8) Jim Harner uses SHAKSPER in his job as editor of *The Shakespeare
World Bibliography*: "there is rarely a day that goes by but that I find
an important lead for a production or publication that should go into
the _World Shakespeare Bibliography_. Frequently, I would not have know
about a production had someone not mentioned it on SHAKSPER. I
constantly use the list of subscribers to contact people to request
offprints (or information about an obscure publication that I can't
otherwise identify or track down). And, I've had decent--but not
overwhelming--response to my occasional postings that ask subscribers to
send along offprints. Thus, I consider SHAKSPER one of the important
and essential research tools that any competent Shakespearean has to
monitor."
When I wrote the abstract for this paper I wonder aloud about the place
of moderation and editing in the informal medium of an Internet
listserv. Consistently, however, my moderation and editing were cited
as the strengths of the conference - no one complained-and I have thus
decided that moderation and editing are not issues at all.

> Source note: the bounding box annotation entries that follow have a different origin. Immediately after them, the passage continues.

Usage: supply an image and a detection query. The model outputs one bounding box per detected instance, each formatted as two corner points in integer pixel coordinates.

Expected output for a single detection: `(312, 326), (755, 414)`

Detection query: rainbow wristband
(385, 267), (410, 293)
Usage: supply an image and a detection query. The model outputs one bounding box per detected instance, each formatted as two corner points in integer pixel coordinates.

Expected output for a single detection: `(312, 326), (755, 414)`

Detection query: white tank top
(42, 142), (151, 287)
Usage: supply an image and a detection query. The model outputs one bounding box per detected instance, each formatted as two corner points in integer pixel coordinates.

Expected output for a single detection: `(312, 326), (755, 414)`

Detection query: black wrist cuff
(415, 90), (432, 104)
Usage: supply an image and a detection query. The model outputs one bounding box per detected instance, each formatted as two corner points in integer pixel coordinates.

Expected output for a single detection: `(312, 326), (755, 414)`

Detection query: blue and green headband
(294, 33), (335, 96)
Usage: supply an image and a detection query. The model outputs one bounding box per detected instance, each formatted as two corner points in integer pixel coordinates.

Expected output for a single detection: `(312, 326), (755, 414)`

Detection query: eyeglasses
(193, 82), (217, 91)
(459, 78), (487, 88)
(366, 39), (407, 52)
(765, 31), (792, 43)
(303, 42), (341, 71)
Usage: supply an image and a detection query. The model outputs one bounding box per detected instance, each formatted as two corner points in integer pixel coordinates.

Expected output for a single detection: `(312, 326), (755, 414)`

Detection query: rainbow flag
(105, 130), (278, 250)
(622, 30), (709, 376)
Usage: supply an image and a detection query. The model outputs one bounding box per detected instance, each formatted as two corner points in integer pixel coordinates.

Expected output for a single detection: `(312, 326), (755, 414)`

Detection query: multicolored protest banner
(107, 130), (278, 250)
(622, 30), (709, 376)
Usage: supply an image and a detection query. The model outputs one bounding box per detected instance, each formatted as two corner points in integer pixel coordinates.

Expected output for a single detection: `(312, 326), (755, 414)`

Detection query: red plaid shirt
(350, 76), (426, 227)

My greater concern in my abstract was with SHAKSPER's "academic
currency." The responses I received would appear to support the
contention that an academic listserv such as SHAKSPER does have academic
value. It provides a sense of a virtual, world-wide community. It is a
forum for a wide variety of discussions that range from the trivial to
the profound. It is a place that theatre professionals can explore
production possibilities and teachers can obtain ideas for the
classroom, and it has clearly played a role in many members'
scholarship. All this notwithstanding, what I consider the most
interesting response to my queries reveals another aspect to SHAKSPER I
had not fully considered - SHAKSPER as a cite of cultural contestation.
In her SAA "President's Letter: 1993-94," Phyllis Rackin mentioned the
heated discussion that followed the announcement that Sam Wanamaker had
been awarded a CBE for his work on the Bankside Globe: "Outraged
responses form the UK provoked a series of exchanges that exposed
profound differences between the political and cultural locations
occupied by 'Shakespeare' on the two sides of the Atlantic." This
exchange lead Phyllis Rackin to reflect on the North American "cultural
location" of the SAA and to invite members to send thoughts about "the
new directions the organization should take and /or features you think
it most important to preserve." This exchange was also particularly
enlightening to me - I learned a great deal about North American and
European cultural differences in a direct, immediate way.
For months now, there are been on SHAKSPER on-going debate about
"ideology" - a debate that has appeared again and again over the years.
One of the frequent contributors to the debate, Bill Godshalk, remarks,
"SHAKSPER certainly allows me to see where I stand in the current
debates, and who I tend to stand with." Yet it was the comments of a
contributor who stands in opposition to Bill Godshalk, Terry Hawkes,
that opened my eyes to academic currency that SHAKSPER has as a cite of
cultural contestation: "[SHAKSPER] helps to sharpen my perception of
what scholars in the USA and elsewhere think and believe - not just
about Shakespeare, often about politics, economics, philosophy etc. -
and this is frequently and interestingly at odds with the 'official'
view you get from reading the journals. An unguarded blurt can be very
revelatory - particularly to someone who's interested in how Shakespeare
is used/processed by societies." Terry Hawkes identifies a academic
role an electronic conference such as SHAKSPER plays as a result of its
being a less formal medium than a print journal. SHAKSPER because of
its diversity and its relative informality may, in fact, represent more
accurately than *Shakespeare Quarterly*, than *Shakespeare Survey*, than
*Shakespeare Studies*, than *PMLA*, or than *The Shakespeare Newsletter*
what members of the Shakespeare industry and interested bystanders are
actually thinking and what Shakespeare teachers are actually teaching.
This is a possibility I had not contemplated before I began this paper.